‘Procurement Fraud’: Emefiele’s Absence Stalls Arraignment In Abuja
The scheduled arraignment of Godwin Emefiele, suspended governor of the Central Bank of Nigeria (CBN), at the Federal Capital Territory (FCT) high court in Maitama has again been stalled.
The arraignment which was initially scheduled for August 17, was stalled due to the absence of Sa’adatu Yaro, Emefiele’s co-accused.
The case was then adjourned to August 23.
However, the case was not listed on the court’s cause list on Wednesday.
Neither the suspended CBN governor nor the second defendant were present in court.
Emefiele and Yaro, an employee of the CBN, are to be arraigned alongside a firm known as April1616 Investment Ltd.
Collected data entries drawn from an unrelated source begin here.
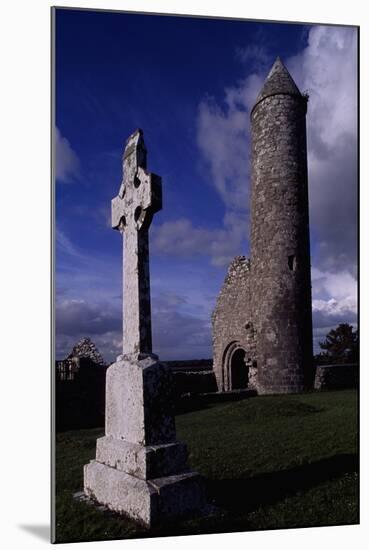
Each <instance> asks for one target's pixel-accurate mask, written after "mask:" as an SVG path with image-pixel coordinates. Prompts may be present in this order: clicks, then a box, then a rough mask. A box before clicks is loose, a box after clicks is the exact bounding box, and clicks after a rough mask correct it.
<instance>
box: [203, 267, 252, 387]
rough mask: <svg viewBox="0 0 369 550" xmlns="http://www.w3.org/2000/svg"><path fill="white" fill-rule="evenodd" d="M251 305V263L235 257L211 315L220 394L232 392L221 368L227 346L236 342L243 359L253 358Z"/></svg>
mask: <svg viewBox="0 0 369 550" xmlns="http://www.w3.org/2000/svg"><path fill="white" fill-rule="evenodd" d="M250 304H251V300H250V261H249V259H248V258H245V257H244V256H236V257H235V258H234V260H233V261H232V262H231V264H230V266H229V268H228V273H227V276H226V278H225V281H224V284H223V287H222V289H221V291H220V293H219V295H218V299H217V302H216V306H215V309H214V311H213V315H212V324H213V331H212V334H213V368H214V372H215V376H216V379H217V385H218V390H219V391H227V390H229V389H231V388H230V387H229V379H228V372H227V368H226V366H225V365H224V362H225V355H226V353H227V349H228V348H229V346H231V345H232V344H234V343H239V345H240V347H242V348H243V349H244V350H245V351H246V358H247V359H250V360H251V361H252V360H253V359H255V334H254V325H253V319H252V315H251V305H250Z"/></svg>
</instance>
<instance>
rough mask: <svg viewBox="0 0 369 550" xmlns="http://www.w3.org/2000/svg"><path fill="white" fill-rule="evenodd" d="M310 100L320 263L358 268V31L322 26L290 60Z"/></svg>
mask: <svg viewBox="0 0 369 550" xmlns="http://www.w3.org/2000/svg"><path fill="white" fill-rule="evenodd" d="M287 66H288V68H289V69H290V71H291V73H292V75H293V77H294V79H295V80H296V82H297V84H298V85H299V87H300V89H301V90H307V91H308V93H309V96H310V99H309V104H308V116H307V129H308V155H309V157H308V159H309V193H310V217H311V226H312V228H313V230H314V232H315V234H316V236H317V238H318V240H319V246H318V250H317V261H318V265H319V266H320V267H321V268H322V267H323V268H325V269H329V270H331V271H333V270H336V271H337V270H344V269H347V268H349V269H350V271H351V272H352V273H355V271H356V261H357V258H356V255H357V253H356V246H357V31H356V29H354V28H349V27H325V26H316V27H313V28H312V29H311V30H310V32H309V40H308V46H307V47H306V48H305V50H304V51H303V52H302V53H300V54H299V55H298V56H296V57H294V58H292V59H290V60H287Z"/></svg>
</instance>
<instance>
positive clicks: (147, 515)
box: [84, 461, 206, 527]
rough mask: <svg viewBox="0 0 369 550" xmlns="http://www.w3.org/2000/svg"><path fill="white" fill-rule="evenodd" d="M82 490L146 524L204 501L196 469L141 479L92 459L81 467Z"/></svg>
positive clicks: (198, 504)
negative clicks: (84, 466)
mask: <svg viewBox="0 0 369 550" xmlns="http://www.w3.org/2000/svg"><path fill="white" fill-rule="evenodd" d="M84 492H85V494H86V495H88V496H89V497H91V498H93V499H95V500H97V501H98V502H99V503H101V504H104V505H105V506H106V507H108V508H109V509H110V510H114V511H116V512H121V513H124V514H126V515H128V516H129V517H131V518H132V519H135V520H137V521H139V522H142V523H144V524H145V525H147V526H148V527H150V526H153V525H155V524H157V523H159V522H162V521H165V520H166V519H170V518H174V517H177V516H178V515H183V514H187V513H190V512H194V511H197V510H201V509H202V508H204V506H205V504H206V501H205V498H204V487H203V481H202V478H201V477H200V476H199V474H197V473H196V472H185V473H183V474H181V475H173V476H166V477H160V478H158V479H152V480H149V481H145V480H143V479H140V478H138V477H135V476H132V475H129V474H127V473H125V472H122V471H120V470H117V469H115V468H110V467H109V466H106V465H105V464H100V463H99V462H96V461H91V462H90V463H89V464H86V465H85V467H84Z"/></svg>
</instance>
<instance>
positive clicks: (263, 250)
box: [251, 57, 313, 393]
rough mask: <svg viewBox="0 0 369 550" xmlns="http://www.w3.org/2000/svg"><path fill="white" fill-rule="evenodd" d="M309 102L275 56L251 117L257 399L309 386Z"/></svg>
mask: <svg viewBox="0 0 369 550" xmlns="http://www.w3.org/2000/svg"><path fill="white" fill-rule="evenodd" d="M306 111H307V98H306V97H305V96H303V95H302V94H301V93H300V91H299V89H298V88H297V86H296V84H295V83H294V81H293V80H292V78H291V76H290V74H289V72H288V71H287V69H286V67H285V66H284V65H283V63H282V62H281V60H280V59H279V57H278V58H277V59H276V61H275V63H274V65H273V67H272V69H271V71H270V73H269V74H268V76H267V78H266V80H265V82H264V85H263V88H262V90H261V91H260V93H259V95H258V97H257V99H256V103H255V105H254V107H253V109H252V111H251V134H252V190H251V274H252V284H251V303H252V312H253V318H254V324H255V329H256V358H257V381H258V382H257V385H258V390H259V393H293V392H299V391H302V390H304V389H306V388H308V387H310V386H311V384H312V372H313V364H312V319H311V275H310V243H309V212H308V207H309V204H308V182H307V152H306Z"/></svg>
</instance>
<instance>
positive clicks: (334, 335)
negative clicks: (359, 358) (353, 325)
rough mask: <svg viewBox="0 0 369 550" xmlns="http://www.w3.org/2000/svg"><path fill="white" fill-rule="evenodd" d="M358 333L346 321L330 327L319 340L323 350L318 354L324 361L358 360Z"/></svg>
mask: <svg viewBox="0 0 369 550" xmlns="http://www.w3.org/2000/svg"><path fill="white" fill-rule="evenodd" d="M358 341H359V334H358V331H357V330H354V329H353V327H352V326H351V325H349V324H348V323H341V324H340V325H338V327H337V328H335V329H332V330H331V331H330V332H329V333H328V334H327V336H326V339H325V340H324V341H323V342H319V346H320V348H321V349H322V350H323V351H324V353H323V354H319V356H320V357H321V358H322V359H323V358H324V362H327V361H328V362H331V363H332V362H333V363H356V362H357V360H358Z"/></svg>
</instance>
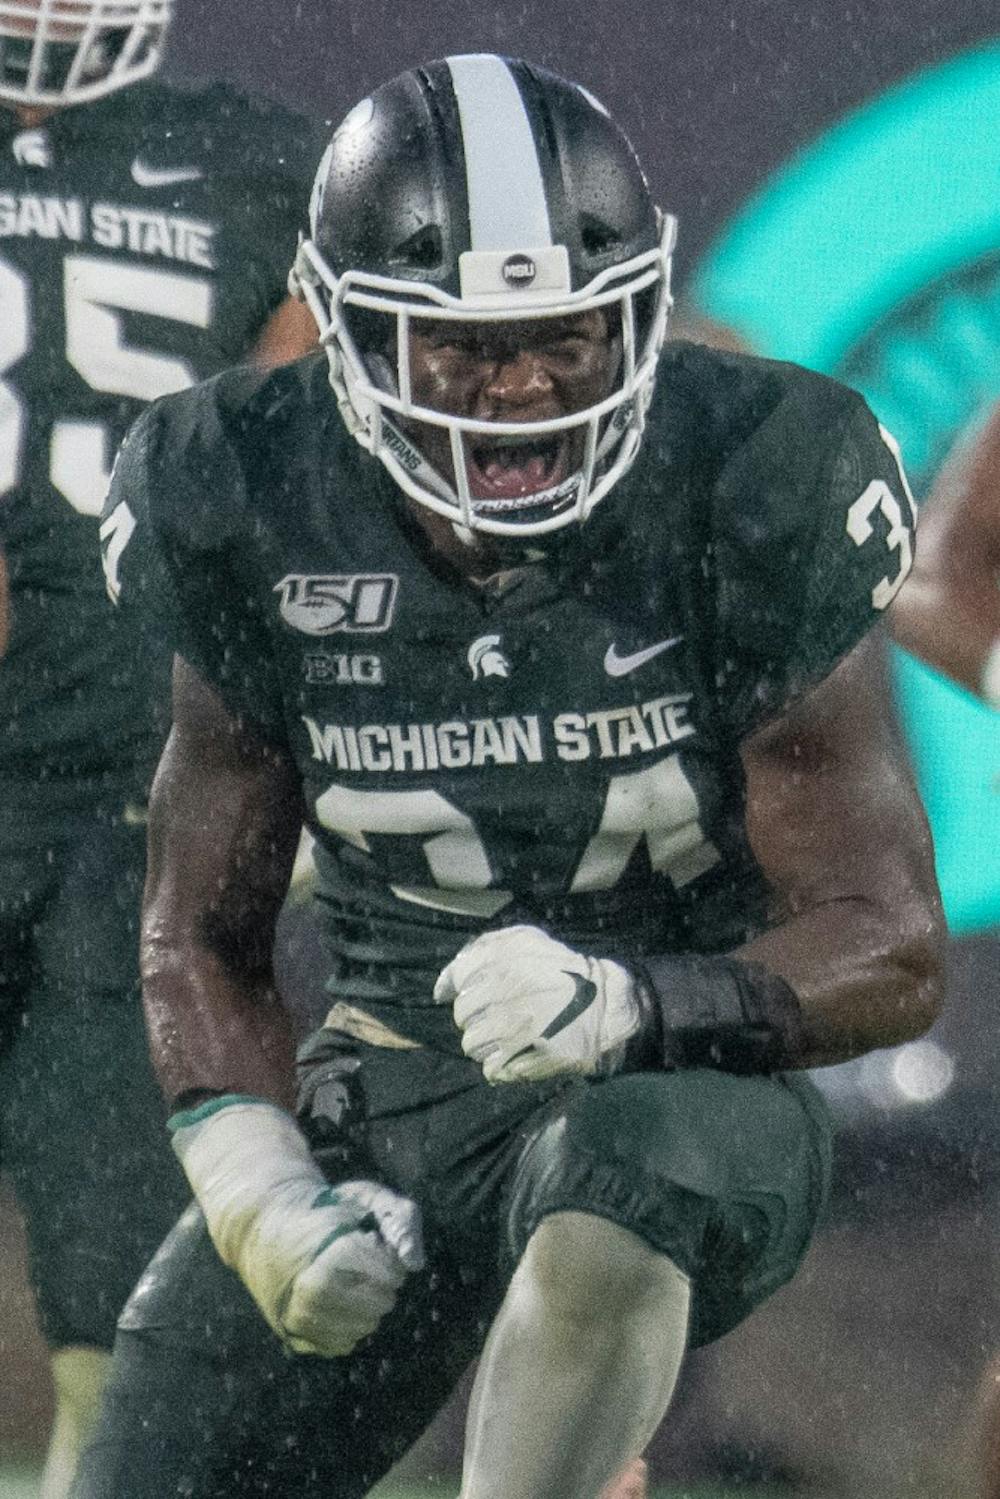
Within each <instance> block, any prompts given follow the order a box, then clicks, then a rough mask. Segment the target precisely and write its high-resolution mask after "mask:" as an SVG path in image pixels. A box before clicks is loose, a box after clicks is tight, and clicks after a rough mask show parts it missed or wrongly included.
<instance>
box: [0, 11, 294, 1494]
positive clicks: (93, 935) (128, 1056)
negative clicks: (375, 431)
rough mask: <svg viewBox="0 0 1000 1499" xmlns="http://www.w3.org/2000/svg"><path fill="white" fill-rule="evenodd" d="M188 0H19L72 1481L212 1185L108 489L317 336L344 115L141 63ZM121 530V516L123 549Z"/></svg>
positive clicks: (6, 972)
mask: <svg viewBox="0 0 1000 1499" xmlns="http://www.w3.org/2000/svg"><path fill="white" fill-rule="evenodd" d="M171 6H172V0H121V3H115V4H114V6H106V4H103V3H99V0H52V3H49V0H3V3H0V237H1V244H0V544H1V546H3V550H4V553H6V561H7V568H9V574H10V579H9V585H10V640H9V651H7V657H6V660H4V663H3V667H1V670H0V703H1V706H0V950H1V952H3V962H1V968H0V1049H1V1052H3V1055H1V1060H0V1154H1V1159H3V1165H4V1168H6V1169H7V1171H9V1172H10V1175H12V1178H13V1184H15V1187H16V1192H18V1198H19V1202H21V1207H22V1210H24V1216H25V1223H27V1234H28V1247H30V1271H31V1282H33V1286H34V1294H36V1301H37V1310H39V1318H40V1324H42V1330H43V1334H45V1337H46V1340H48V1343H49V1346H51V1349H52V1373H54V1382H55V1399H57V1417H55V1432H54V1436H52V1445H51V1450H49V1460H48V1468H46V1477H45V1481H43V1496H45V1499H55V1496H58V1495H61V1493H64V1490H66V1487H67V1481H69V1474H70V1472H72V1466H73V1462H75V1453H76V1450H78V1445H79V1442H81V1441H82V1436H84V1433H85V1430H87V1427H88V1424H90V1423H91V1421H93V1414H94V1405H96V1400H97V1396H99V1390H100V1384H102V1378H103V1372H105V1367H106V1363H108V1351H109V1348H111V1342H112V1337H114V1321H115V1316H117V1312H118V1310H120V1309H121V1304H123V1303H124V1298H126V1297H127V1292H129V1289H130V1288H132V1285H133V1283H135V1279H136V1277H138V1274H139V1271H141V1268H142V1267H144V1264H145V1261H147V1259H148V1255H150V1252H151V1249H153V1247H154V1246H156V1243H159V1240H160V1238H162V1235H163V1232H165V1231H166V1228H168V1226H169V1223H171V1222H172V1219H174V1217H175V1213H177V1210H178V1204H181V1202H183V1201H184V1196H186V1193H184V1184H183V1178H181V1175H180V1172H178V1171H177V1165H175V1162H174V1159H172V1156H171V1153H169V1150H163V1147H162V1117H160V1115H162V1105H160V1100H159V1094H157V1090H156V1084H154V1081H153V1078H151V1073H150V1069H148V1061H147V1052H145V1039H144V1027H142V1016H141V1006H139V998H138V964H136V952H138V907H139V896H141V889H142V877H144V842H145V829H144V826H142V824H144V821H145V814H144V802H145V791H147V781H148V775H150V767H151V764H154V761H156V757H157V754H159V748H160V745H162V738H160V736H159V733H157V730H156V726H154V723H153V721H151V717H150V714H151V706H153V699H154V697H156V693H157V691H162V687H163V679H165V675H166V672H168V667H169V661H168V657H166V655H165V654H162V652H160V655H159V657H156V655H151V657H150V658H148V660H147V657H145V652H144V648H141V646H139V643H138V642H136V640H133V639H132V637H130V636H129V633H127V631H126V628H124V627H123V622H121V621H118V619H115V612H114V610H112V609H111V604H109V601H108V598H106V597H105V586H103V579H102V576H100V562H99V550H97V525H99V520H97V517H99V511H100V504H102V499H103V495H105V492H106V487H108V474H109V466H111V460H112V456H114V451H115V447H117V444H118V442H120V439H121V435H123V433H124V430H126V427H127V426H129V423H130V421H132V420H133V417H135V415H136V414H138V411H139V409H141V408H142V405H144V403H145V402H148V400H151V399H153V397H156V396H162V394H165V393H166V391H174V390H180V388H181V387H184V385H189V384H192V382H193V381H195V379H199V378H202V376H205V375H210V373H213V372H214V370H219V369H223V367H225V366H228V364H232V363H234V361H237V360H240V358H244V357H246V355H247V352H253V351H255V357H258V358H261V360H277V358H282V357H292V355H295V354H300V352H303V349H306V348H307V346H309V345H310V343H312V342H315V327H309V325H307V324H306V319H304V318H303V309H301V307H300V306H298V304H295V303H294V301H291V300H289V298H288V297H286V270H288V259H289V256H291V255H292V252H294V246H295V235H297V228H298V223H300V217H301V213H303V205H304V202H306V199H307V183H309V180H310V177H312V172H313V171H315V165H316V160H318V157H319V153H321V150H322V142H321V139H319V138H318V136H315V135H313V133H312V127H309V126H307V124H306V123H304V121H303V120H298V118H297V117H294V115H291V114H286V112H285V111H282V109H277V108H273V106H270V105H259V103H252V102H250V100H247V99H243V97H240V96H237V94H234V93H231V91H229V90H228V88H223V87H213V88H210V90H207V91H204V93H196V94H195V93H192V94H184V93H180V91H175V90H169V88H166V87H162V85H157V84H154V82H148V81H144V79H145V75H148V73H151V72H153V70H154V67H156V64H157V61H159V57H160V51H162V45H163V37H165V31H166V27H168V21H169V13H171ZM123 540H124V538H123V535H121V532H120V531H117V529H115V526H114V522H112V525H111V528H109V531H108V535H106V543H108V547H109V550H111V555H112V556H114V553H115V549H117V547H120V546H121V544H123ZM165 697H166V702H168V694H165Z"/></svg>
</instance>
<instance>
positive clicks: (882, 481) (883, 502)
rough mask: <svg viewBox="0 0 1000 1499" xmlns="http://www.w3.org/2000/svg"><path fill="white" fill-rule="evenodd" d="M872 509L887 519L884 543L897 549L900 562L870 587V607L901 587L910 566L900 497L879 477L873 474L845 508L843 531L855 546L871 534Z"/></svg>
mask: <svg viewBox="0 0 1000 1499" xmlns="http://www.w3.org/2000/svg"><path fill="white" fill-rule="evenodd" d="M876 510H880V511H882V514H883V516H885V517H886V520H888V522H889V531H888V534H886V546H888V547H889V550H891V552H898V553H900V565H898V568H897V571H895V573H894V574H892V577H883V579H880V580H879V582H877V583H876V586H874V588H873V591H871V603H873V607H874V609H886V607H888V606H889V604H891V603H892V600H894V598H895V597H897V594H898V592H900V589H901V588H903V585H904V582H906V577H907V573H909V571H910V568H912V567H913V543H912V541H910V528H909V526H907V523H906V522H904V519H903V511H901V510H900V501H898V499H897V498H895V495H894V493H892V490H891V489H889V486H888V484H886V481H885V480H882V478H873V481H871V484H870V486H868V487H867V489H865V490H864V493H861V495H859V496H858V499H856V501H855V504H853V505H852V507H850V510H849V511H847V535H849V537H850V540H852V541H853V543H855V546H858V547H864V544H865V541H868V538H870V537H871V535H873V531H874V528H873V525H871V517H873V516H874V513H876Z"/></svg>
In the fresh 20-count charge filed by the federal ministry of justice, the suspended CBN governor and his co-defendants are accused of engaging in conspiracy and procurement fraud, among others.
WITHDRAWAL OF FIREARMS CHARGE
Emefiele has been in the custody of the Department of States Services (DSS) since June.
On July 25, he was arraigned on a two-count charge bordering on “illegal possession” of firearms at a federal high court in Ikoyi and was granted bail in the sum of N20 million.
Nicholas Oweibo, the judge, had ordered that Emefiele be kept in the custody of the Nigeria Correctional Service (NCoS) pending the fulfillment of his bail conditions.
But the DSS insisted that Emefiele must return to its custody — a development that led to the face-off between the secret police and prison officials.
After the face-off, DSS rearrested Emefiele on the court premises.
On August 3, the federal government filed an application seeking leave to appeal against the order granting bail to Emefiele.
However, on August 15, the federal government made an oral application to withdraw the charge of “illegal possession of firearms” against Emefiele.
Mohammed Abubakar, the director of public prosecution (DPP) of the federation, said the decision to withdraw the charge is backed by sections 174 (1) and (3) of the 1999 constitution and sections 108 (1), (2) and (4) of the Administration of Criminal Justice Act (ACJA) 2015.
On August 17, the court granted the federal government’s application and struck out the charge.